Ekleme Tarihi: 02 Ekim 2023 - Pazartesi
Zeynep Dere/ÇOCUK GELİŞİMİ VE EĞİTİMİ UZMANI, AİLE DANIŞMANI

BİR İÇSEL KEŞİF: YALNIZLIK

Son zamanlarda sıkça duyduğumuz herkesin diline pelesenk yaptığı  ‘İçi boş kalabalık yerine yalnızlığı tercih ederim…’ sözüyle başlamak istedim.

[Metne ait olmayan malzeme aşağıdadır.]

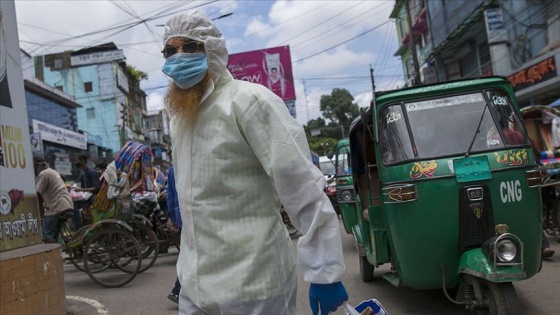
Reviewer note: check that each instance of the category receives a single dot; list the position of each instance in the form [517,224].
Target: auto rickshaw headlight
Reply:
[506,250]
[345,196]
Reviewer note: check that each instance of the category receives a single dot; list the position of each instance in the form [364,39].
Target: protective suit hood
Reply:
[198,27]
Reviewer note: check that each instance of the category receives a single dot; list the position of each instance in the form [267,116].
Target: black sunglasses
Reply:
[189,47]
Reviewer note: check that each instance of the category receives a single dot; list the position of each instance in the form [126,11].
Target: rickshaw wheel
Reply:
[366,269]
[118,251]
[501,298]
[149,245]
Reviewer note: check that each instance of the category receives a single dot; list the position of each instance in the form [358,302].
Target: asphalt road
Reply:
[147,293]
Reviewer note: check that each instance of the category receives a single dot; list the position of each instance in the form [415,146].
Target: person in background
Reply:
[100,168]
[174,223]
[238,155]
[53,197]
[89,182]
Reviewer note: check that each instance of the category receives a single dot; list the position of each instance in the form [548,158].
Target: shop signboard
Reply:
[539,72]
[19,213]
[271,67]
[59,135]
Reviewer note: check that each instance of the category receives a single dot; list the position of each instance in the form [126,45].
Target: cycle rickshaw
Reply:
[115,246]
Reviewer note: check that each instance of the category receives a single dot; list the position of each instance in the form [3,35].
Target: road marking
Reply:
[101,309]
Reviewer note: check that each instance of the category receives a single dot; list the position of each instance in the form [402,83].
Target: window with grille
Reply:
[88,87]
[90,113]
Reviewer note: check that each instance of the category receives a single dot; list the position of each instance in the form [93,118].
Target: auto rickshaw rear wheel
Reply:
[501,298]
[366,269]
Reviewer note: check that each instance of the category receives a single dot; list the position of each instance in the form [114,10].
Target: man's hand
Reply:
[326,296]
[172,226]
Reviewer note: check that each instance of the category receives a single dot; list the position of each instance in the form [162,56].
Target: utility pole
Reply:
[411,45]
[306,103]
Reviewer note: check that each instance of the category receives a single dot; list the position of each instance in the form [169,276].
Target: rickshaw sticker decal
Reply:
[392,117]
[499,100]
[512,157]
[477,212]
[510,191]
[426,168]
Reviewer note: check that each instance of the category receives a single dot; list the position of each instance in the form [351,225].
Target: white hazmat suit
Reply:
[234,167]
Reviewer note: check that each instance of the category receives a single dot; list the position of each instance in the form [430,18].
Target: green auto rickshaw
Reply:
[448,192]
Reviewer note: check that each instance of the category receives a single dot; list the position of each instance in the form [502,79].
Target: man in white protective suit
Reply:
[238,156]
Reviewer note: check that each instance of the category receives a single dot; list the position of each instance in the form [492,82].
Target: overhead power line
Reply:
[344,42]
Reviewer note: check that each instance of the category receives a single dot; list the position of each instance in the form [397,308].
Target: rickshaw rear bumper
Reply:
[479,264]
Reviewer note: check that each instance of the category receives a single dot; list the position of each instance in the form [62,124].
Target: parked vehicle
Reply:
[539,121]
[447,192]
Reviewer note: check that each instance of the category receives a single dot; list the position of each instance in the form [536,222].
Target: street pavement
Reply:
[147,293]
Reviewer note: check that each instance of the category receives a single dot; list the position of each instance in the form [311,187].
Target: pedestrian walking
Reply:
[238,156]
[89,182]
[53,197]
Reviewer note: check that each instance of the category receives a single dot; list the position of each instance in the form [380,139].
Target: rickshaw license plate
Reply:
[472,169]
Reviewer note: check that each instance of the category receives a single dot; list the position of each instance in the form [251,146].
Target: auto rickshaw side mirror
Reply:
[364,118]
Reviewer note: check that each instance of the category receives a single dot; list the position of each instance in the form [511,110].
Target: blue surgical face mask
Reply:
[186,69]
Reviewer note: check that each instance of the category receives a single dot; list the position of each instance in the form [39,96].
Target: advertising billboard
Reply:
[271,67]
[19,213]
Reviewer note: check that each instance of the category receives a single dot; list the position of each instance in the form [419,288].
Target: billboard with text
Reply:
[271,67]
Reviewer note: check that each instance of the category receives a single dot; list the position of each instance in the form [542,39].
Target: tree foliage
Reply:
[339,107]
[135,75]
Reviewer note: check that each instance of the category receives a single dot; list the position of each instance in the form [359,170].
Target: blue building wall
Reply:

Acaba gerçekten bu yalnızlık, istediğimiz şey mi, yoksa çaresizce kabullenmek zorunda kalınan bir durum mu? Bu sorunun cevabı elbette herkese göre değişir. Çünkü yalnızlık kimileri için bulunmaz bir nimet, kimileri içinse ciddi bir huzursuzluk ve mutsuzluk sebebidir. Kimileri sırf yalnız kalmamak adına kalabalıklar arasında kendi bireyselliğini, varlığını kaybedip, anonim bir kişi olarak var olmaya çabalarken; kimileri kendini kendinde bulmuştur, yalnızlığıyla sırdaştır ve mutludur. Zaten insanoğlu doğarken de ölürken de tek başınadır şu hayatta, ama asla yalnız değildir. Çünkü Allah Teâlâ, “Ben kulumun beni düşündüğü gibiyim. Beni zikrettiği zaman onunla beraberim. Eğer beni yalnız başına anarsa, ben de onu yalnız anarım. Şayet beni bir toplulukla beraber anarsa, ben de onu daha hayırlı bir topluluk içinde anarım.” şeklinde buyurmuştur.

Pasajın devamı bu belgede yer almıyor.